Strategic Moves For a Rich Retirement


“Should I borrow from my retirement savings to help pay my children’s college tuition?” It’s a question posed often to financial planners. And their response is a consistent, “No.” There are many reasons why. The older you are, the more difficult it is to replace the money you have saved, especially in an era of layoffs and job uncertainty. And, there is no way to make up for the power of compound interest on your savings, which Albert Einstein called “the eighth wonder of the world.”

Still, that doesn’t make it the right way to do it.

Reginald and Kim Rich, aged 57 and 55, of Bowie, Maryland, put three sons and a daughter through private schools and then college with a combination of luck, scholarships, and loans. He is a recently retired firefighter and EMT. She is a nurse, and is several years away from retirement.

Though the financial path through college was different for each of their children, Reginald and Kim never once thought about touching their retirement savings. As a result, they have in excess of $400,000 in separate 401(k) savings plans, in addition to Reginald’s pension and non-retirement savings.

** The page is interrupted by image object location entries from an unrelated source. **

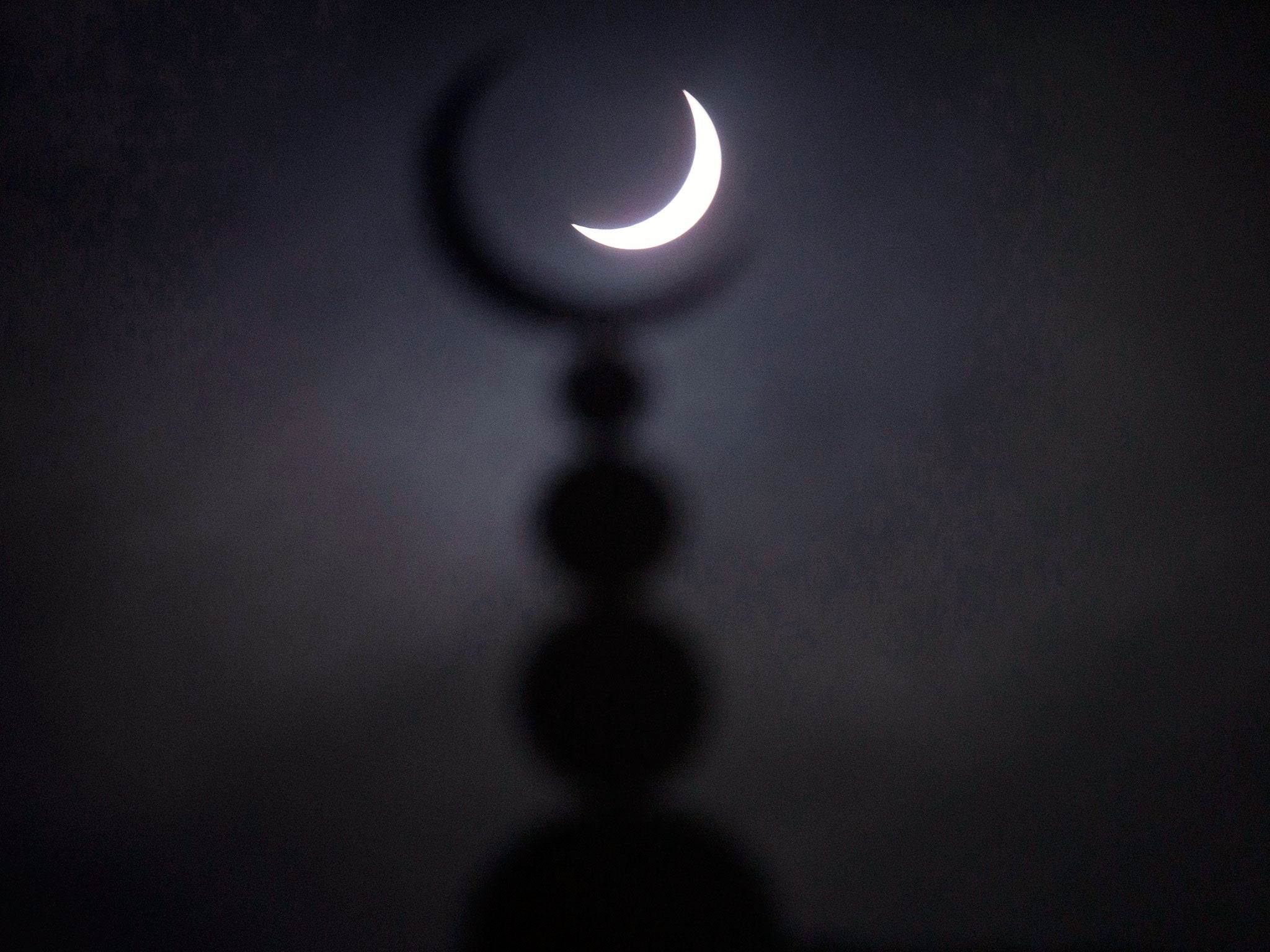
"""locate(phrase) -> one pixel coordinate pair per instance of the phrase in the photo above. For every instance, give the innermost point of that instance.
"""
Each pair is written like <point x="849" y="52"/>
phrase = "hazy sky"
<point x="973" y="459"/>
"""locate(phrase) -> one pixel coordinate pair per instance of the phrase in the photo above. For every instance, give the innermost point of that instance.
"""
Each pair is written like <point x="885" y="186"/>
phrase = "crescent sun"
<point x="686" y="208"/>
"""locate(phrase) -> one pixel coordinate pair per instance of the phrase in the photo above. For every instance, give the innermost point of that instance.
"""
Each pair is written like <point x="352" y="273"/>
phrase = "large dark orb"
<point x="607" y="519"/>
<point x="633" y="884"/>
<point x="613" y="703"/>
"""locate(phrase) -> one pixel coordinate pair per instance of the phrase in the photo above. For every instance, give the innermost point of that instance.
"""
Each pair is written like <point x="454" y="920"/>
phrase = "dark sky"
<point x="974" y="457"/>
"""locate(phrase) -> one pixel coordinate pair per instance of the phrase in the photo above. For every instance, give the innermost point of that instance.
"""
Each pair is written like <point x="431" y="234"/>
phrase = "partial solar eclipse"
<point x="687" y="207"/>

“I was always told if you want to be comfortable (in retirement), do not touch it,” Reginald says. “Once we retired, we wanted to still live comfortably,” says Kim.
Their four children range in age from 22 to 36. The youngest, their only daughter, recently graduated from the University of Maryland, meaning all four children are now college graduates.

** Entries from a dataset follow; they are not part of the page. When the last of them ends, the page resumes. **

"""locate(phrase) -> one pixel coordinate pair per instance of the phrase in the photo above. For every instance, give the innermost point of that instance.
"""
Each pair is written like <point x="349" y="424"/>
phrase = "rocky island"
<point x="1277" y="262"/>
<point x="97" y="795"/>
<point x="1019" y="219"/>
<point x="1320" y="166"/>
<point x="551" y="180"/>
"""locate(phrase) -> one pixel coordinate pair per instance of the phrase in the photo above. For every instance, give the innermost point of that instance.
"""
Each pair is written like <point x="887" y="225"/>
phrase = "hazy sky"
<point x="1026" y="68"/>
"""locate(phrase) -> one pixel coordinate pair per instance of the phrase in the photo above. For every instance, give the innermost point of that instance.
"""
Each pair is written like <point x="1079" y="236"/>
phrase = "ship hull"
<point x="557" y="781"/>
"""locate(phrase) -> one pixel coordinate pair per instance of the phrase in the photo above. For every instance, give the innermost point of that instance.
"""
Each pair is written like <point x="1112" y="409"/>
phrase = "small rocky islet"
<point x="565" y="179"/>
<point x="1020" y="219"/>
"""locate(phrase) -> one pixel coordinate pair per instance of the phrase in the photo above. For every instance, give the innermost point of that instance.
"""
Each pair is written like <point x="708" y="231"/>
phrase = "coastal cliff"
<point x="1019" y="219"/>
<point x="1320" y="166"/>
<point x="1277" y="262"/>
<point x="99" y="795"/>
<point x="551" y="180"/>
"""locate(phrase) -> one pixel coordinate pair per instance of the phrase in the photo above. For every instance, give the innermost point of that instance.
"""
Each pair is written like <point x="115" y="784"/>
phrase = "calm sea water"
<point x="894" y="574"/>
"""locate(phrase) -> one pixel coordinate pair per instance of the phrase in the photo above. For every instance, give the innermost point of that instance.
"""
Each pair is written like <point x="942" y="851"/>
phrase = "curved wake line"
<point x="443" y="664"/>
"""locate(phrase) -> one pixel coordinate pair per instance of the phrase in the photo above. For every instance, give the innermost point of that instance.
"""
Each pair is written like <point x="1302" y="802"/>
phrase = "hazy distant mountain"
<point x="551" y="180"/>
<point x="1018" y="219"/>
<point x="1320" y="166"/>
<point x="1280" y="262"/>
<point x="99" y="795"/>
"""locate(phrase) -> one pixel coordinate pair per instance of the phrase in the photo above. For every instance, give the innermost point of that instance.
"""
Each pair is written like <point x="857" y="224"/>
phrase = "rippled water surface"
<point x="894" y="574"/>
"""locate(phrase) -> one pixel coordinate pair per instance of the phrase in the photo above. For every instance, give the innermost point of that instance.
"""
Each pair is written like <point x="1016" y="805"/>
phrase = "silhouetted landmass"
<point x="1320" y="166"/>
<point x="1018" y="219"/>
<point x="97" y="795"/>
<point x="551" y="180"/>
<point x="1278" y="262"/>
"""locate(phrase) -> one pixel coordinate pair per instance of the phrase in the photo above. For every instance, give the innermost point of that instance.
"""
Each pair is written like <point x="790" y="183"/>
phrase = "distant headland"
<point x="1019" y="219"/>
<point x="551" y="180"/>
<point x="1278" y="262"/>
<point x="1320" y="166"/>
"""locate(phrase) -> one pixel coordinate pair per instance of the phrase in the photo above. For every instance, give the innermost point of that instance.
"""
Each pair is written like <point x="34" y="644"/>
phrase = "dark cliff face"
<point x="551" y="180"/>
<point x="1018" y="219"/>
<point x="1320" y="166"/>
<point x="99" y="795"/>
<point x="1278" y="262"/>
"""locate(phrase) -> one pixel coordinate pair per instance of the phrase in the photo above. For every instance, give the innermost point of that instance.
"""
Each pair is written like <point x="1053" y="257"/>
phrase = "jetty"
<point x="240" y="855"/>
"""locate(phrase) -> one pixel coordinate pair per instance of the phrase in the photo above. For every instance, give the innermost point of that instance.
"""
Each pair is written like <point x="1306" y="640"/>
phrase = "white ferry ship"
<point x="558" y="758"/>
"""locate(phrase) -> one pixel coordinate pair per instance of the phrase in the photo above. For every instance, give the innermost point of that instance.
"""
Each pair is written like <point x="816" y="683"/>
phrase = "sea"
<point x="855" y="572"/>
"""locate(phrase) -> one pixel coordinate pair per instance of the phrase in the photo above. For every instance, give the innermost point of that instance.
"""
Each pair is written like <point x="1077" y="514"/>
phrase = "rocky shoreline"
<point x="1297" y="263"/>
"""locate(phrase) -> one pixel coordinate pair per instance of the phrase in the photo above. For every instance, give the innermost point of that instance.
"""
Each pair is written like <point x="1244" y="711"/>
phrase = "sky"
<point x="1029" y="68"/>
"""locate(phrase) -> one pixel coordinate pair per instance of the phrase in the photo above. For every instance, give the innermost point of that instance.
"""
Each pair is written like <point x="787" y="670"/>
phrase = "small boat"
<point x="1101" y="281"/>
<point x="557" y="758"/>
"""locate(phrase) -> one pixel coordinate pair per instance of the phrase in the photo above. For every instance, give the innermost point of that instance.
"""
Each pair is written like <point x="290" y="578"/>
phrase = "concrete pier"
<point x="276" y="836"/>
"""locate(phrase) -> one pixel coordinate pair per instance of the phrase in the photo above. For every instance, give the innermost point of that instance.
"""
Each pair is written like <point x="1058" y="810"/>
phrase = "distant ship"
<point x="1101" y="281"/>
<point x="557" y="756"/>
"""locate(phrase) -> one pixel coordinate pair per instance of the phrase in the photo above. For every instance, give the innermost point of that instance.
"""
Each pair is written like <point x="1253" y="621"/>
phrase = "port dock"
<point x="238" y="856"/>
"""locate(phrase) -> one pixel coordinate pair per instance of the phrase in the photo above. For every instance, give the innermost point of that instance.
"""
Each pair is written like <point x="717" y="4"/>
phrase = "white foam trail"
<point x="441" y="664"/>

When Reginald joined the fire department in Alexandria, Virginia, he contributed enough to his 401(k) to get the full employer match.

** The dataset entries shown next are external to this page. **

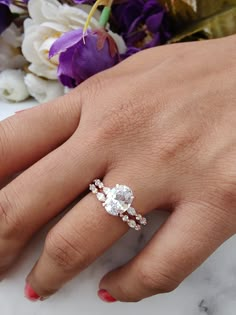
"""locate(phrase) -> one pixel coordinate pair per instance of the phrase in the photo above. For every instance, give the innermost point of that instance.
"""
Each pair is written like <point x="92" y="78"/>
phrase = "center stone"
<point x="118" y="200"/>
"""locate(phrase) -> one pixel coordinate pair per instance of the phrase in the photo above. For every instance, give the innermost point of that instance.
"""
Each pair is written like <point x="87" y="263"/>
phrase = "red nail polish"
<point x="105" y="296"/>
<point x="30" y="293"/>
<point x="20" y="111"/>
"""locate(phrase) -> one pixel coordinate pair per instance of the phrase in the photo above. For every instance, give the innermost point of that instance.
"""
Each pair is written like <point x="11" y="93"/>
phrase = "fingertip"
<point x="30" y="294"/>
<point x="105" y="296"/>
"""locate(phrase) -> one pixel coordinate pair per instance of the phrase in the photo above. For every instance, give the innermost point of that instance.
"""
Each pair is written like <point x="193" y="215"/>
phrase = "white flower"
<point x="10" y="54"/>
<point x="12" y="86"/>
<point x="49" y="20"/>
<point x="43" y="90"/>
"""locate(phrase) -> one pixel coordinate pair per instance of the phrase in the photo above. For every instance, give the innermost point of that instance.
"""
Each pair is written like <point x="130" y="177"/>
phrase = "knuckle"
<point x="156" y="282"/>
<point x="126" y="119"/>
<point x="11" y="225"/>
<point x="90" y="88"/>
<point x="4" y="135"/>
<point x="64" y="252"/>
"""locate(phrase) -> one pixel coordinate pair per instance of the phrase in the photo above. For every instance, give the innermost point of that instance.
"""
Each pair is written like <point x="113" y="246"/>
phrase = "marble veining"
<point x="210" y="290"/>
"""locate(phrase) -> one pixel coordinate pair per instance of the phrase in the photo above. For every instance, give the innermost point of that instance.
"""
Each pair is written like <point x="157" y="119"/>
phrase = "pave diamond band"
<point x="117" y="201"/>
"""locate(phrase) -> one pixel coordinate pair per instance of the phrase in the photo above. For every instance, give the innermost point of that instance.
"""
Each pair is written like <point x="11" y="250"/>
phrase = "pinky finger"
<point x="177" y="249"/>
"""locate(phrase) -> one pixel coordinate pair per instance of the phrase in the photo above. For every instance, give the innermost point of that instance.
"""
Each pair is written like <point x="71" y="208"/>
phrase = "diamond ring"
<point x="117" y="201"/>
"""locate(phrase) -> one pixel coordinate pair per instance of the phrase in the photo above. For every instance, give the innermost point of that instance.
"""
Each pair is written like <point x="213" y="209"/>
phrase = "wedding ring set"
<point x="117" y="201"/>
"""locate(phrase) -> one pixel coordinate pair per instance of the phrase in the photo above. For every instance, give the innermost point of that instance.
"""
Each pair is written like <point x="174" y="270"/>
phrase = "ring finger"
<point x="82" y="236"/>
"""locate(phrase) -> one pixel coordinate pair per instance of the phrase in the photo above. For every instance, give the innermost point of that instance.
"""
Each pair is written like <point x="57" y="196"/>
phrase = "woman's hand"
<point x="164" y="123"/>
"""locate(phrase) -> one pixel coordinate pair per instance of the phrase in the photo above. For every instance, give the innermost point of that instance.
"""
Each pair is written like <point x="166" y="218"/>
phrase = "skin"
<point x="164" y="123"/>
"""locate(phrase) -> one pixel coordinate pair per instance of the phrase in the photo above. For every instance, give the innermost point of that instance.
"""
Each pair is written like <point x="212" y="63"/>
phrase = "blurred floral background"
<point x="46" y="48"/>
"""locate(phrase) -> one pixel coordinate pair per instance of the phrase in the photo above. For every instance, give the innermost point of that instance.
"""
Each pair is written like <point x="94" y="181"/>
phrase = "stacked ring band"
<point x="117" y="201"/>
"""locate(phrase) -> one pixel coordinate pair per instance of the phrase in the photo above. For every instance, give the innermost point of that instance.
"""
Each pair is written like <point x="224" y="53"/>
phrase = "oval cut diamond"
<point x="118" y="200"/>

“A lot of the information I got came from the advisers at the fire department. They said to put away money. If you can’t put in the max, do something. That’s what got me going,” he says.

Kim’s story is similar. She worked at Kaiser, which had financial advisers talk to staff. She too listened.

The toughest time was when they were paying private school tuition for the two younger children while at the same time paying college tuition for the two older ones. At the time they were earning about $60,000 each, per year.

Their oldest child attended Bowie State University, financed with a partial scholarship and Parent PLUS loans. He graduated 10 years ago and is now a mail carrier and music teacher.

Their second son received a partial athletic scholarship to play basketball at Lee University in Tennessee, but it increased to a full scholarship for his last two years. He is now a scientist doing stem cell research.

“We could not afford it with two in college and two in private schools,” says Kim. “We had to pay the remaining out-of-pocket. And we had to do a Parent PLUS loan.”